Furthermore has distributed 1,075 grants over the past twenty years, ranging up to $15,000.

Then, three years ago, Davidson, who is 88, launched a new program named after her mother. Candidates for the Alice Award, which celebrates the book as a work of art, are selected from Furthermore grant recipients by a panel of esteemed jurors. The winning nonprofit institution receives $25,000.

The very first Alice Award went to the Brooklyn Museum for Youth and Beauty: Art of the American Twenties, and last year, the Whitney Museum of American Art received the honor for Hopper Drawing.

This year, the winner will be announced the week of October 15 and then fêted at the Frick Collection in New York City on October 27. The shortlist includes: Coney Island Visions of an American Dreamland, 1861–2008 (Wadsworth Atheneum Museum of Art in Hartford, Connecticut); Diego Rivera and Frida Kahlo in Detroit (Detroit Institute of Arts in Detroit, Michigan); The Open Road (Aperture, New York City); One Hundred Books Famous in Children’s Literature (Grolier Club, New York City); and A Portrait of Britain (National Portrait Gallery, London). The jurors include Michael Bierut of Pentagram, Paula Cooper of the Paula Cooper Gallery, the artist Maira Kalman, Gianfranco Monacelli of the Monacelli Press, and Jock Reynolds, director of the Yale University Art Gallery.

For Davidson, it’s important to look at the book as a whole.

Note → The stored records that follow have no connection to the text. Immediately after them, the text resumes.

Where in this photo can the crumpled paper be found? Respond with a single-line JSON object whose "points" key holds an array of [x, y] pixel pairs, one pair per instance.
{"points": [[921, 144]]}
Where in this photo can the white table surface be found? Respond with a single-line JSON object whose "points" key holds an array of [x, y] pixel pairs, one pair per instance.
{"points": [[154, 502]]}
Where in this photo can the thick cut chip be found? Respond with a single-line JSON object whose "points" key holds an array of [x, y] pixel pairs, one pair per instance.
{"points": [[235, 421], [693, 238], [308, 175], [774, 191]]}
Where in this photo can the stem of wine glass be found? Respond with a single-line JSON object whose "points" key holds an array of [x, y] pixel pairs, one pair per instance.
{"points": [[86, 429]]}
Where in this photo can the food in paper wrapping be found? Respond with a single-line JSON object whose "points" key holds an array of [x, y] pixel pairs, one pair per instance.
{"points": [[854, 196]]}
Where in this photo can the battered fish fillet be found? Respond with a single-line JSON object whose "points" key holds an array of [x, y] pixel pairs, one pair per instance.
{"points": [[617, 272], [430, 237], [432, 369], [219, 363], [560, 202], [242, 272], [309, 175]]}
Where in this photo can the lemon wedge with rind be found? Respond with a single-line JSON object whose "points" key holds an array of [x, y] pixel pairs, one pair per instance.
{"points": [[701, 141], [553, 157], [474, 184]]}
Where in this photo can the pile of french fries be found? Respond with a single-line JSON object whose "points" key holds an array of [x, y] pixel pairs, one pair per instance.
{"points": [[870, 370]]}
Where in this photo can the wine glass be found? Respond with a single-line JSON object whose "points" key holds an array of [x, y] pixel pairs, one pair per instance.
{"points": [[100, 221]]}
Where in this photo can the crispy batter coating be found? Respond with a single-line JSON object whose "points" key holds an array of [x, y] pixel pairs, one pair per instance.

“When you look around at book prizes, they mostly go to the contents of the book,” she said. “We do that, too, of course, but we consider the quality of the total book. All aspects of it have to be excellent—the idea, the editing, the design, the production. So it’s the book as an entire thing, the book as book, rather than the book just as a story of something. The book as book, which is a work of art in itself.”

Davidson said she understands the value of the e-book in the digital age, but she also appreciates the book as a physical object.

“We need a sense of the object in the hand,” she said. “There’s something so comforting in the physical experience of the book, the way it feels and looks and tastes and smells. There’s a kind of intimacy you have with it that you don’t have in quite the same way online. I don’t think it’s threatened, but I think we’re trying to make the case that we need both kinds. We need hip-hop music and jazz, but we also need Bach and Beethoven. One doesn’t replace the other. You need it all.”

Michele Filgate is an essayist, critic, and freelance writer. She is a contributing editor at Literary Hub and VP/Awards for the National Book Critics Circle. Her work has appeared in Slice, The Paris Review Daily, Tin House, The Rumpus, Salon, and other publications.